Security experts recommend ditching consumer routers for commercial-grade products intended for small businesses. These routers are not as popular and have better security features. You can use a site like computer-realm.net to browse for good routers.
Turn off universal plug and play
Universal plug and play, or UPnP, is a seemingly innocent feature in your home network router or modem. It allows gadgets connected to a network to discover each other.
UPnP, however, has no security features whatsoever. It will work fine with a local network like the one in your home. But once it gets connected to a cloud service, you are vulnerable to getting hacked.
You can’t upgrade UPnP, but you can disable the feature in your local router or modem. And you should do it quickly.
Enable encryption features on devices
Data encryption makes it fundamentally impossible for cybercriminals to decipher sensitive information. Encryption doesn’t thwart hacking attempts. But it can prevent your data from being stolen.
Most modern connected gadgets have some form of encryption. But users have to enable it manually. For example, modems have WPA2 wireless encryption to protect data. However, the encryption is not enabled by default.
Similarly, your smartphone, tablets, or even smart TV most likely will have encryption options. Go to device support online and find out how to enable encryption features to safeguard your data.
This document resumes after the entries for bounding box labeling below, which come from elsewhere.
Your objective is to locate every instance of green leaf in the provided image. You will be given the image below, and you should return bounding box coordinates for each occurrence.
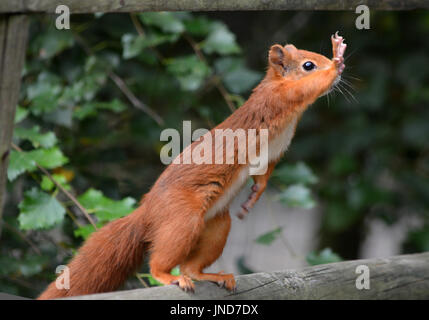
[255,227,283,245]
[73,222,103,240]
[40,174,71,191]
[78,189,136,222]
[306,248,343,266]
[7,150,36,181]
[139,267,180,286]
[28,147,68,169]
[273,162,318,185]
[323,202,362,232]
[277,184,316,209]
[7,147,68,181]
[201,22,241,55]
[14,106,28,124]
[31,27,74,60]
[166,55,211,91]
[27,72,63,116]
[122,32,178,59]
[73,99,127,120]
[14,126,57,148]
[18,188,66,230]
[215,57,262,93]
[184,16,213,36]
[139,12,185,33]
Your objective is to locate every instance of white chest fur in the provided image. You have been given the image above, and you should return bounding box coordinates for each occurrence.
[204,117,298,221]
[268,117,298,162]
[204,167,249,221]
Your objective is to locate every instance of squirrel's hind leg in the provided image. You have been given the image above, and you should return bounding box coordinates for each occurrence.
[180,211,235,290]
[149,210,204,291]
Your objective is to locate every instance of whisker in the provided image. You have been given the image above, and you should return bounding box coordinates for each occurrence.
[338,83,359,103]
[335,83,350,103]
[340,78,356,92]
[342,72,363,81]
[344,48,359,61]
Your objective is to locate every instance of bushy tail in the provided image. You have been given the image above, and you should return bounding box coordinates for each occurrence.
[38,206,147,300]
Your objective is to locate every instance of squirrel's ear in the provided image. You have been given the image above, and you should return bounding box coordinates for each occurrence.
[285,44,298,55]
[268,44,291,74]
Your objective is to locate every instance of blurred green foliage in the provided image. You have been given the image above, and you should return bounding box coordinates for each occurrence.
[0,11,429,297]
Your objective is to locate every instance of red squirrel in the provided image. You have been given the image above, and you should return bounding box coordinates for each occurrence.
[38,32,346,299]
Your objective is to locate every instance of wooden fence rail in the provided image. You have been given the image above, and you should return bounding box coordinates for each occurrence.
[65,252,429,300]
[0,0,429,13]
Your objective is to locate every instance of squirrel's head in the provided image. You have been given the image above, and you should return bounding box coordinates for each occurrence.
[267,33,346,94]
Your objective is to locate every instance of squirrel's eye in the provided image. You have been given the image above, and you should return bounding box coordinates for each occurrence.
[302,61,316,71]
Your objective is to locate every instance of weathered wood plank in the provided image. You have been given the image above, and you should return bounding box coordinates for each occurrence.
[0,14,28,238]
[69,253,429,300]
[0,0,429,13]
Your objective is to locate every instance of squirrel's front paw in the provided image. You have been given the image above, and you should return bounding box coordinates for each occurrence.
[331,31,347,74]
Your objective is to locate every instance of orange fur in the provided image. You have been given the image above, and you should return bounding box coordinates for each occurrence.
[39,36,345,299]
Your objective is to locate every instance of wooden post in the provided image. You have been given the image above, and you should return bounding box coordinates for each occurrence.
[0,14,28,239]
[67,252,429,300]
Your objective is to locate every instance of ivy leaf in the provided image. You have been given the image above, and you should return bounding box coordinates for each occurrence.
[184,16,213,36]
[273,162,318,185]
[28,147,68,169]
[255,227,283,245]
[73,99,127,120]
[139,267,180,286]
[277,184,316,209]
[7,147,68,181]
[306,248,343,266]
[73,222,103,240]
[14,106,28,124]
[7,150,36,181]
[40,174,71,191]
[27,72,63,116]
[31,27,74,60]
[18,188,66,230]
[14,126,57,148]
[215,57,262,94]
[166,55,211,91]
[139,12,185,33]
[122,32,178,59]
[201,22,241,55]
[78,189,136,222]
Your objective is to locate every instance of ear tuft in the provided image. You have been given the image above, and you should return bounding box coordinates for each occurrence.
[285,44,298,54]
[268,44,285,67]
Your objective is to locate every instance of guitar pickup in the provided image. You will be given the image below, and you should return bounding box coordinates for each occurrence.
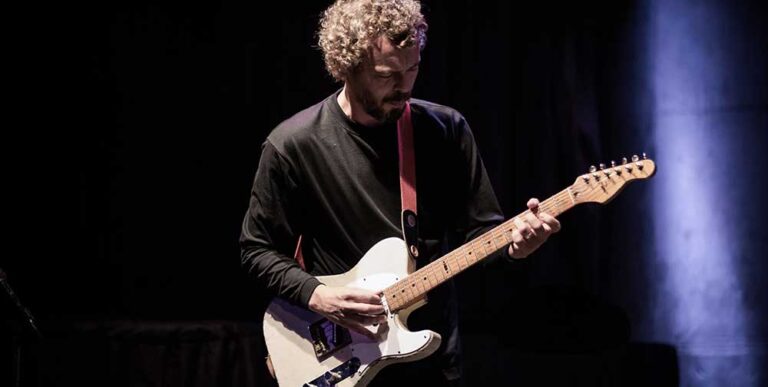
[309,319,352,361]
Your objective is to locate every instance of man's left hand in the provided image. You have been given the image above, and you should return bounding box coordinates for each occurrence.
[509,198,560,258]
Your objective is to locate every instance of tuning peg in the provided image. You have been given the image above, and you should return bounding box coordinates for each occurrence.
[589,165,600,181]
[632,155,643,170]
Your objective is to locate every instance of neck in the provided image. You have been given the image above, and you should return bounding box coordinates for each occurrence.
[336,84,381,126]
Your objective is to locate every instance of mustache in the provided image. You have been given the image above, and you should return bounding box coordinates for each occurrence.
[384,93,411,102]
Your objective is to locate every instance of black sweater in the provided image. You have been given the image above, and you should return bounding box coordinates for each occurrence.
[240,92,506,376]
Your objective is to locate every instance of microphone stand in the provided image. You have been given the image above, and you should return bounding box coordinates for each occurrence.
[0,268,42,387]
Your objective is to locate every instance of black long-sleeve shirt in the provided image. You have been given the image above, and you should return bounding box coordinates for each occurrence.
[240,92,506,376]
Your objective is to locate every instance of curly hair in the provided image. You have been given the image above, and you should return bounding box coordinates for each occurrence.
[318,0,427,81]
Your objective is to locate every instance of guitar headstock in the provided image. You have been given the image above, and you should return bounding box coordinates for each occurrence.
[571,153,656,203]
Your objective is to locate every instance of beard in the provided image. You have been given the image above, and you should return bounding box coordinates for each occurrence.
[358,90,411,124]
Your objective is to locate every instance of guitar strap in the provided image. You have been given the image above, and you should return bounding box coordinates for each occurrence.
[293,102,419,269]
[397,102,419,259]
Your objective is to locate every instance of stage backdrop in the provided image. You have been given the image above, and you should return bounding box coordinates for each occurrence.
[6,0,768,386]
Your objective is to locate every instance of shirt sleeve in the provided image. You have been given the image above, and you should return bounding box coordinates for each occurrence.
[240,140,321,307]
[450,117,520,266]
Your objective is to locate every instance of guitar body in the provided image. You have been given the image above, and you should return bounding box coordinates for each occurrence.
[264,238,441,386]
[264,154,656,386]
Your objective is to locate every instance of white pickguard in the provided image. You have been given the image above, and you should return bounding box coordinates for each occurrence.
[264,238,440,386]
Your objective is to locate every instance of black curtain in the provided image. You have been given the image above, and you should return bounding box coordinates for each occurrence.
[0,0,768,385]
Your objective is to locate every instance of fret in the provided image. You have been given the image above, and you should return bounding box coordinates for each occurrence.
[385,187,592,316]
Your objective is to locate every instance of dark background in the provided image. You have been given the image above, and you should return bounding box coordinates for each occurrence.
[0,1,768,385]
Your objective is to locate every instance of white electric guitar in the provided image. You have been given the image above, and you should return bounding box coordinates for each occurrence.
[264,154,656,387]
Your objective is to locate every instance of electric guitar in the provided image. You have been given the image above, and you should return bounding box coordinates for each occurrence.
[264,154,656,387]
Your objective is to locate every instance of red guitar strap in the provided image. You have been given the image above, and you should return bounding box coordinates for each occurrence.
[293,102,419,269]
[397,102,419,258]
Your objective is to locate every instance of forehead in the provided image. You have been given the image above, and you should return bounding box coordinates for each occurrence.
[368,36,421,71]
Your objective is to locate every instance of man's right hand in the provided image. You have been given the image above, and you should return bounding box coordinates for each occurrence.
[309,285,387,340]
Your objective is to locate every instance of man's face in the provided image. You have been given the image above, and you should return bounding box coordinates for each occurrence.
[346,37,421,123]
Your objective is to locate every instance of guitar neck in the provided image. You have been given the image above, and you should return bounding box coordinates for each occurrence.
[383,186,579,313]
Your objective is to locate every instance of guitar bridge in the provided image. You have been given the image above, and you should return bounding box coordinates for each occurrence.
[309,319,352,361]
[304,357,360,387]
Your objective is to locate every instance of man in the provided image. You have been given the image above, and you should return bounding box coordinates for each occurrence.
[241,0,560,385]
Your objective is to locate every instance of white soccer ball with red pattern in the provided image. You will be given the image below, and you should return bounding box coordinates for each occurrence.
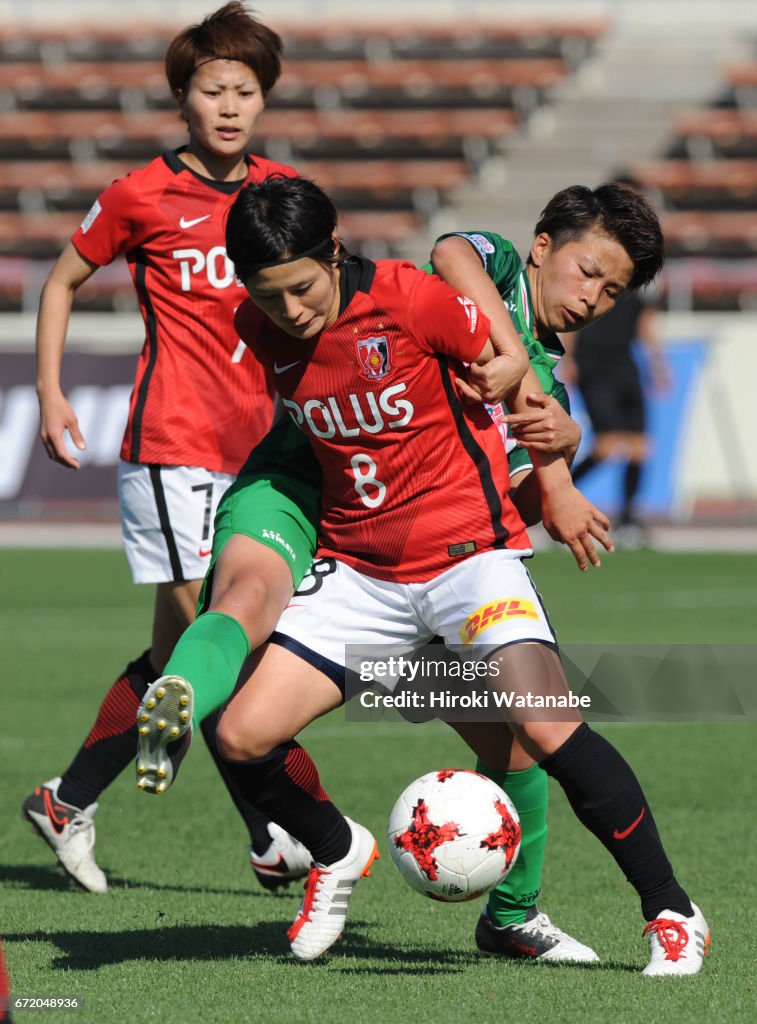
[388,768,520,903]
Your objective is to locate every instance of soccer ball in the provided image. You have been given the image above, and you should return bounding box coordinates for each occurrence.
[388,768,520,903]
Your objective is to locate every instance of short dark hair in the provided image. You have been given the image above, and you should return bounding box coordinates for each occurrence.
[166,0,284,96]
[534,181,665,292]
[226,175,337,281]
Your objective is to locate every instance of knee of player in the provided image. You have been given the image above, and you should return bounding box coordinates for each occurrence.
[215,711,276,761]
[210,571,290,647]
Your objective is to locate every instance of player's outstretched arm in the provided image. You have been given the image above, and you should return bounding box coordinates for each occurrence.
[431,236,529,402]
[508,367,613,572]
[512,392,581,526]
[37,243,97,469]
[505,391,581,466]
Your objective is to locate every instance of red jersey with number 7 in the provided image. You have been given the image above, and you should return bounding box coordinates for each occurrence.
[72,153,296,473]
[236,257,530,583]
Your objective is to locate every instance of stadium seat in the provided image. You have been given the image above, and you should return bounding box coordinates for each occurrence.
[662,210,757,257]
[0,17,606,308]
[633,160,757,210]
[669,108,757,160]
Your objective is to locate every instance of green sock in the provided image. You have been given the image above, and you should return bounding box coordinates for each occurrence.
[475,761,549,928]
[163,611,250,731]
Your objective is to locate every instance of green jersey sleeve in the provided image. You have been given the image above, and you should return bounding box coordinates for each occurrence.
[424,231,521,296]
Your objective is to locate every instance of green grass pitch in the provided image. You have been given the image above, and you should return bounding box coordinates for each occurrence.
[0,550,757,1024]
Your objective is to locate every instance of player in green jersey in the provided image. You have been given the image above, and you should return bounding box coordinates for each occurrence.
[140,188,663,959]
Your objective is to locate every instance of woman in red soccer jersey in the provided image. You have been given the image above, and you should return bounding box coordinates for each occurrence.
[196,179,707,975]
[24,3,309,892]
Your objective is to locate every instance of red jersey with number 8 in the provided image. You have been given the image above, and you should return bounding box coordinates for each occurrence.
[72,153,296,473]
[236,257,530,583]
Keep device software up to date
Firmware updates allow manufacturers to install software patches in case a security vulnerability is detected. Some devices, like your smartphone, can auto-update security fixes. On the other hand, the router, the smart light bulbs, or the smart fridge might not.
If auto update features are available, enable them on all your devices. If not, set up the device so you get alerts for newly available firmware updates. Then you can immediately update your devices on time.
Connected devices have never been more vulnerable to cyber attacks. Homeowners should not underestimate just how hacking-prone connected devices are.
According to some estimates, consumers don’t secure connected devices because they underestimate the type of data the gadgets collect. Remember, even your smart meat thermometer collects data about you.
Don’t expect the manufacturers of connected devices to be forthcoming about data collection. The consumer can regardless be vigilant in usage. There’s little you can do about a brand collecting at least some of your personal data. But you can do a lot more at home to protect your IoT devices and the sensitive data stored in them.